Work till death! Have fun! Make money! Hurrah!


While I have many years till it is acceptable for me to retire to the couch and watch TV twelve hours a day, I already know that I will never do that. No, instead I will work forever. It is the new freedom. Retiring is constricting and circumscribes your abilities to make money, which is your American right number one, thanks to God. Love you.

Anyway, what the hell do I want to stop working for? I would have nothing to do. I was always bored as a kid, and I'll be even more bored when I'm old, because I will have concentrated so hard on working, I will have never made time for myself, to build my life. Here are some inspirational stories of others, in whose footsteps I can only hope to follow:

Jack Borden would like you to consider working well past retirement age. As a 101-year-old attorney, he has the credibility to encourage it.

Borden, who has been practicing law for the better part of 70 years, still spends about 40 hours a week at his office in Weatherford, Texas, handling estate planning, probate and real estate matters.

Retire? Not while he's able to help folks.

"As long as you are capable, you ought to use what God gave you. He left me here for a reason, and with enough of a mind to do what it is I'm supposed to be doing," said Borden, who also has been a district attorney and Weatherford's mayor.
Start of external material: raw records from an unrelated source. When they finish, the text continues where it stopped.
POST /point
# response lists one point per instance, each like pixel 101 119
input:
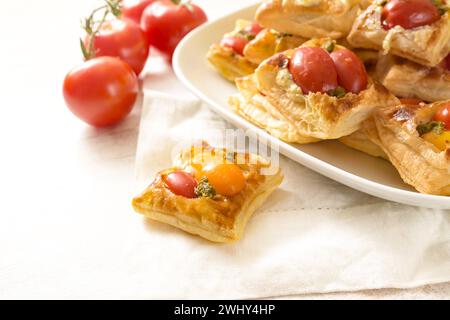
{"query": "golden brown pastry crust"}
pixel 317 115
pixel 229 64
pixel 268 42
pixel 407 79
pixel 426 45
pixel 309 18
pixel 359 140
pixel 419 162
pixel 221 219
pixel 253 106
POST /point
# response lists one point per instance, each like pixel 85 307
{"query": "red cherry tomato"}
pixel 166 23
pixel 352 75
pixel 447 62
pixel 409 14
pixel 181 183
pixel 102 91
pixel 313 70
pixel 410 101
pixel 236 43
pixel 133 9
pixel 254 28
pixel 443 115
pixel 124 40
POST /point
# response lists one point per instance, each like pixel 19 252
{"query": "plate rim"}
pixel 311 162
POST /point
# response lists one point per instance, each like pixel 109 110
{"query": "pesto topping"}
pixel 435 126
pixel 205 189
pixel 440 5
pixel 329 46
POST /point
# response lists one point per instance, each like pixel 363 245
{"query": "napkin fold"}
pixel 313 235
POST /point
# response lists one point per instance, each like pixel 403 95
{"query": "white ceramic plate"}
pixel 330 158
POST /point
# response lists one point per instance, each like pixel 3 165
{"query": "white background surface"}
pixel 56 171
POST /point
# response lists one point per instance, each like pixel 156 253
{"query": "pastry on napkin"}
pixel 312 235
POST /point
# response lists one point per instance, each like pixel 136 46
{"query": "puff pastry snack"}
pixel 416 144
pixel 408 79
pixel 423 38
pixel 309 18
pixel 320 112
pixel 209 192
pixel 256 108
pixel 240 51
pixel 360 141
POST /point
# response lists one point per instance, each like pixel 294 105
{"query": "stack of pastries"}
pixel 374 75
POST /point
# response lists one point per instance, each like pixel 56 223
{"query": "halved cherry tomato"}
pixel 133 9
pixel 443 115
pixel 352 75
pixel 254 28
pixel 167 22
pixel 181 183
pixel 236 43
pixel 409 14
pixel 447 62
pixel 101 91
pixel 313 70
pixel 410 101
pixel 124 40
pixel 227 179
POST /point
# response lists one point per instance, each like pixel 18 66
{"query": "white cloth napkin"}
pixel 312 235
He arrives at the practice he shares with his nephew at 6:30 a.m. He goes home for lunch at 10:45 a.m., rests in bed for 45 minutes -- doctor's orders after pneumonia a few years back -- returns to work by 12:45 p.m. and stays until at least 4.

That's beautiful. Working right into the coffin. That's America, right there.
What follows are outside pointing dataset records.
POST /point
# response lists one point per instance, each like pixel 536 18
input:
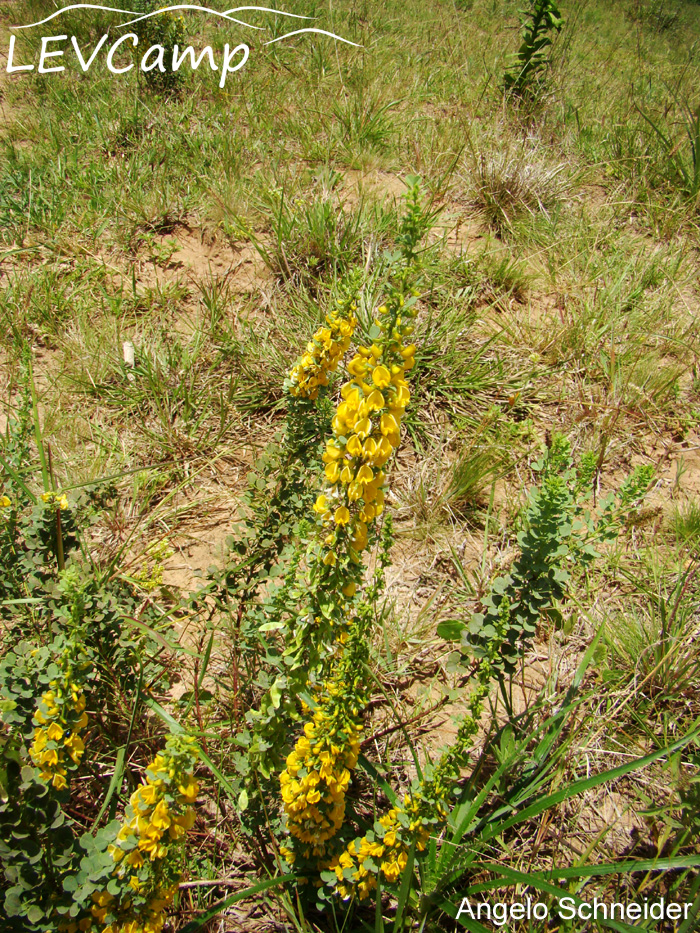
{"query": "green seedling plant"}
pixel 526 76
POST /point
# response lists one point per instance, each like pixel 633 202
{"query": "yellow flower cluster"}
pixel 159 814
pixel 422 812
pixel 58 500
pixel 58 721
pixel 366 431
pixel 388 848
pixel 323 352
pixel 317 775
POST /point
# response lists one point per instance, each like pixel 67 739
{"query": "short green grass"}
pixel 563 296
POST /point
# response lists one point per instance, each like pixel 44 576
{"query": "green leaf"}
pixel 451 629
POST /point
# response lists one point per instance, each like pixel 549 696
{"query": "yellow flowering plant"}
pixel 146 867
pixel 317 602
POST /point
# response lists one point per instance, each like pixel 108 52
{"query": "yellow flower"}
pixel 54 732
pixel 59 780
pixel 381 376
pixel 332 472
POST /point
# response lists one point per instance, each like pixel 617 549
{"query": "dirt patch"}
pixel 201 255
pixel 375 184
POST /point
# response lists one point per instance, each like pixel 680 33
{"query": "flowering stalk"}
pixel 366 432
pixel 316 778
pixel 424 810
pixel 326 348
pixel 157 818
pixel 59 719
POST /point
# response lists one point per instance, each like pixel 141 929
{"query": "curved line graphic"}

Jack- I'm sorry - Mr. Borden, is really onto something right there; God put you here to work. God has a purpose for you, and even for me, and that purpose is not enjoyment. It's about money, it's about service, it's about self-denial.

In Anderson, South Carolina, customers at a Chick-fil-A restaurant might see 88-year-old Frank Childers fixing a door. His wife, Gertrude Childers, 88, might be carrying a tray to a table or refreshing someone's beverage.
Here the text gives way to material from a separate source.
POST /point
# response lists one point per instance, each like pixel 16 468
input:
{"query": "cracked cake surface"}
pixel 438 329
When Frank Childers retired from his insurance sales job in 1985, he looked forward to free time and fishing.

"I stayed retired for five years. I got tired of sitting around," he said.

Frank Childers, who had some mechanical experience before working in insurance, took some jobs to stay busy. In 1998, Jon Holmes, the owner-operator of three Anderson Chick-fil-As, asked him to lead his maintenance staff, and Childers has been working there since.

Gertrude Childers, a former mill worker, also was hired in 1998 to be a dining room hostess at one of the restaurants. She works 20 hours a week; her husband works about 30.

They each said they enjoy the work and the people they've met. They don't have to work for the money, they said, but the pay doesn't hurt.

"It's nice to have your own money, because when I want to go shopping, I don't have to ask nobody," Gertrude Childers said, laughing.

These people are at the forefront of the working forever movement. Look, indeed, marvel, at how they've maintained their dignity well past the age when Big Brother tells us it's time to get out of the way for the spring chickens to come in and roost, to take dust baths, to burrow new indentations in the earth so that they may keep warm. No, not me.